İçeriğe geç

Bu viraj, son viraj değil

Erdoğan’ın 2014’te cumhurbaşkanı olacağı daha 12 Haziran 2011 seçim sonuçları açıklandığında belli olmuştu. Muhalefetin bunu engellemesi normal koşullarda mümkün görünmüyordu.

Her şeyin “Buraya kadar!”ı vardır ama siyasetin yoktur!

Siyasetçi yenildikçe hırslanır! Bu da mücadeleye renk katar!

Türkiye önümüzdeki Pazar ilk kez serbest iradesini kullanarak cumhurbaşkanı seçecek. Bu seçime renk katan gelişme muhalefette yaşandı.

Ekmeleddin İhsanoğlu hakikaten ilginç bir isim. Bunu daha da ilginç kılan Kılıçdaroğlu’nun onu kamuoyuna takdim etmesidir.

Kılıçdaroğlu, Kureyşan Ocağı’ndan Alevidir, bunu inkar etmiyor ama dillendirmiyor da. 

Özellikle Ak Parti’nin Alevi Açılımı, Çalıştayları ve Dersim Özrü, Kılıçdaroğlu’nun liderliğine önemli darbeler vurdu. 

Ak Parti; Kılıçdaroğlu’nun Alevi Açılım ve İslam Çalıştayları düzenleyemeyeceğinden emindi.

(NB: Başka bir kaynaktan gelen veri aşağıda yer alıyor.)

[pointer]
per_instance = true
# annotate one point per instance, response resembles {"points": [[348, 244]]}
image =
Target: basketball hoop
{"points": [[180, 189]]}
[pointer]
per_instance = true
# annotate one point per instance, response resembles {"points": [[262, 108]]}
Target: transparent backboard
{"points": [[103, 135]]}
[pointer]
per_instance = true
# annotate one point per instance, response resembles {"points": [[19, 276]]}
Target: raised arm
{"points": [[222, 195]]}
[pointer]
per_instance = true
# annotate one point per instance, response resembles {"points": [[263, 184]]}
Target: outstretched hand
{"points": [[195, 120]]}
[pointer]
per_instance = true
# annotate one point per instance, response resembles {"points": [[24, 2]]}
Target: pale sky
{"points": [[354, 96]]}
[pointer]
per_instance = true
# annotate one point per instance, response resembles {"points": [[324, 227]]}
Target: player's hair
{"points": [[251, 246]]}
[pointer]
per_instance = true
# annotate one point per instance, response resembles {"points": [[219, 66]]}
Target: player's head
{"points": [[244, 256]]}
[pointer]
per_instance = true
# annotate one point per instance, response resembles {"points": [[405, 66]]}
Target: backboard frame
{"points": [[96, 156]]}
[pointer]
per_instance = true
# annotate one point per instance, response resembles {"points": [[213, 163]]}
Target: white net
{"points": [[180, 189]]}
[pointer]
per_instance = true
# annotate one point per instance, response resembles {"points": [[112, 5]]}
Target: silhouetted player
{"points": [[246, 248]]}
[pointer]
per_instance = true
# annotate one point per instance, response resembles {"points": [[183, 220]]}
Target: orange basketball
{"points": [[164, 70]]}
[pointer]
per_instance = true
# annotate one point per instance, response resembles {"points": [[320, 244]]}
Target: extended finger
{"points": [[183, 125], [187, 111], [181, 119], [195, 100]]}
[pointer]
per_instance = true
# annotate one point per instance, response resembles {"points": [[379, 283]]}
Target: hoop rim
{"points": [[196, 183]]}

Yine CHP’nin İnönülü yıllarda hayvan bağlanan ve saman doldurulan camiler karşısındaki çaresizliğini açıkça görüyordu.

CHP’li yıllar, Ak Parti için malzeme doluydu. CHP, tarihsel özeleştirisini yapmadığı sürece CHP’li yıllar Ak Parti’nin sürekli vuracağı zayıf karnıydı.

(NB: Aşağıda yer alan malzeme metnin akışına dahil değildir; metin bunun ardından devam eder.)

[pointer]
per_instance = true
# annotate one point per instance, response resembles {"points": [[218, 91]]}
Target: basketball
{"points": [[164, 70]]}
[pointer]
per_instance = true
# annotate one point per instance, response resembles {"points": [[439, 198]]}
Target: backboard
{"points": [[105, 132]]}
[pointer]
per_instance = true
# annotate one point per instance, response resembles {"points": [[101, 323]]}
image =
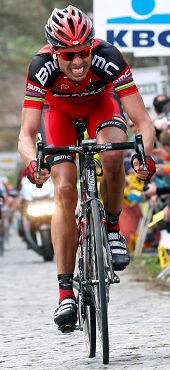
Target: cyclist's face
{"points": [[75, 62]]}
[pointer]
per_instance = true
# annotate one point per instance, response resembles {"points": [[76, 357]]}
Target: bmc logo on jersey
{"points": [[36, 88], [101, 63], [44, 72]]}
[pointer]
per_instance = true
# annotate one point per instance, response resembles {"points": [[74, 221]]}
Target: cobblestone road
{"points": [[139, 320]]}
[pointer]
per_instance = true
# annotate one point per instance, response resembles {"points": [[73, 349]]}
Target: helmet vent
{"points": [[71, 25]]}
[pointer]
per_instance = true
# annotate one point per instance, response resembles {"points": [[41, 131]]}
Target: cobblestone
{"points": [[139, 322]]}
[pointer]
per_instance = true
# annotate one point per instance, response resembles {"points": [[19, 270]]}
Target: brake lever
{"points": [[40, 161]]}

Aslında CHP, Baykal döneminde uzun bir aradan sonra dindarlarla yakınlaşmayı denemişti. Baykal, Mevlana, Yunus Emre, Şeyh Edebali gibi tarihsel kişiliklere vurgu yapıyordu ama herhangi bir dini toplulukla yakınlık kurmuyordu. Daha açıkçası, retoriğinin toplumsal ve somut bir karşılığı yoktu. Baykal, söylem vurgusu yerine; dini bir cemaati veya tarikatı CHP’ye kazandırmayı deneseydi, açılımlarının sonuçları daha farklı olabilirdi.

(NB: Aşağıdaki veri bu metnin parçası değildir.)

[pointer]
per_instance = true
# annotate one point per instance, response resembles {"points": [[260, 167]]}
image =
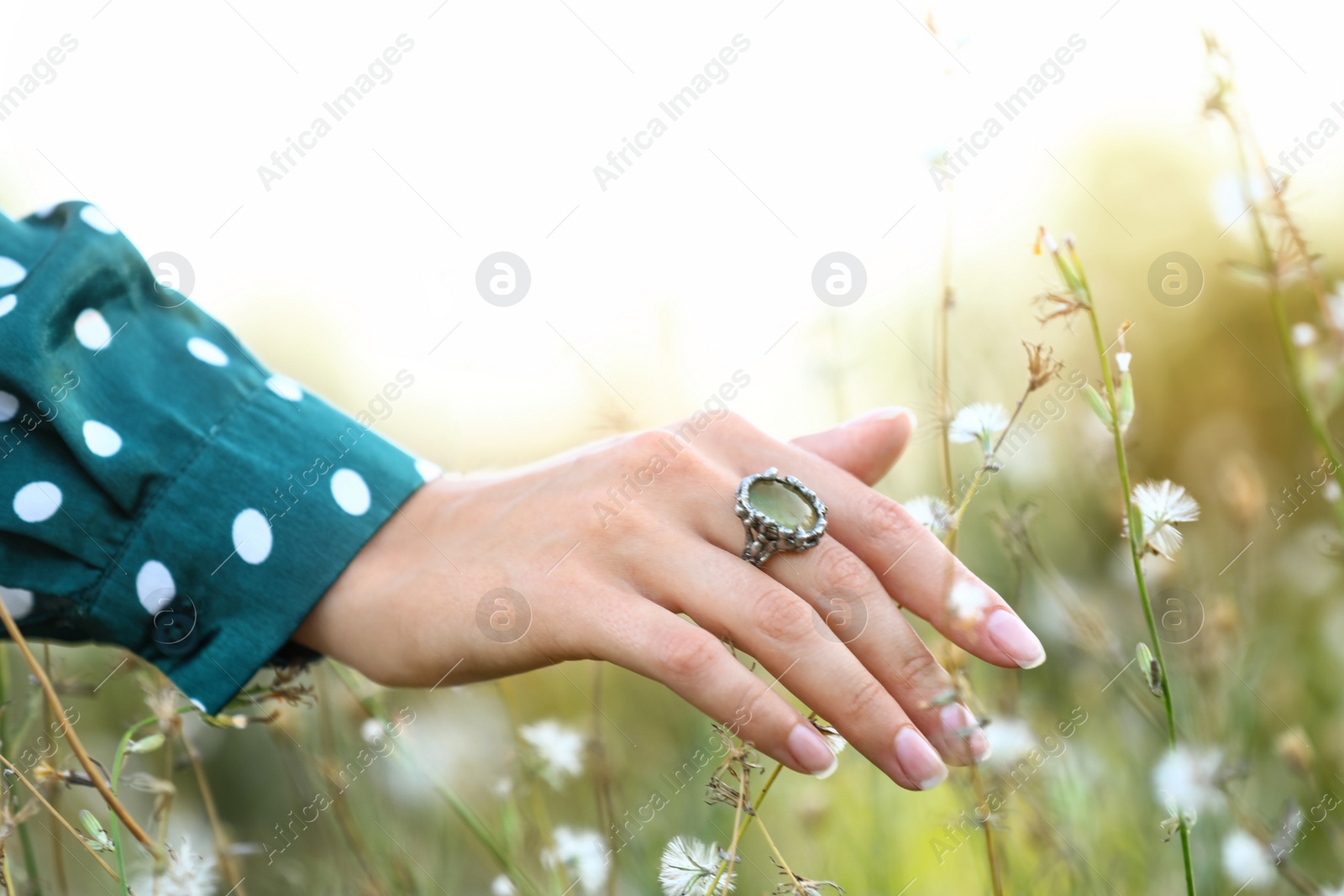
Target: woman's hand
{"points": [[595, 553]]}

Kılıçdaroğlu’nun istişare ettiği çevreler onu Baykal’dan farklı bir yol izlemeye ikna ettiler. Konjonktürün de yardımı ile tarihsel bir fırsat yakaladı ve Gülen Cemaati, MHP, BBP ve Gülen’den hiç hazzetmeyen Haydar Baş’ın BTP’siyle işbirliği yaptı.

Son olarak Kılıçdaroğlu’nun, Şems’ül Ayn ve Ezher Üniversitesi diplomalı uluslararası İslami Forumların ünlü ismi Ekmeleddin İhsanoğlu’nu cumhurbaşkanı adayı olarak kamuoyuna takdim etmesi, benim diyen siyasetçiyi ters köşeye yatırdı. 

Bunu bir kenara yazalım: Siyasette olmaz diye bir kural yoktur!

Gelişmelerin bununla sınırlı kalmayacağı da şimdiden belli! Devamı gelecek! 

Buna benzer bir manevrayı Rahmetli Erbakan yapmıştı. 1973’de kendinden hiç beklenmeyecek bir manevra ile CHP-MSP Koalisyonuna “Evet!” diyerek siyasal dengeleri altüst etmişti. Bundan en büyük zararı da Demirel görmüştü.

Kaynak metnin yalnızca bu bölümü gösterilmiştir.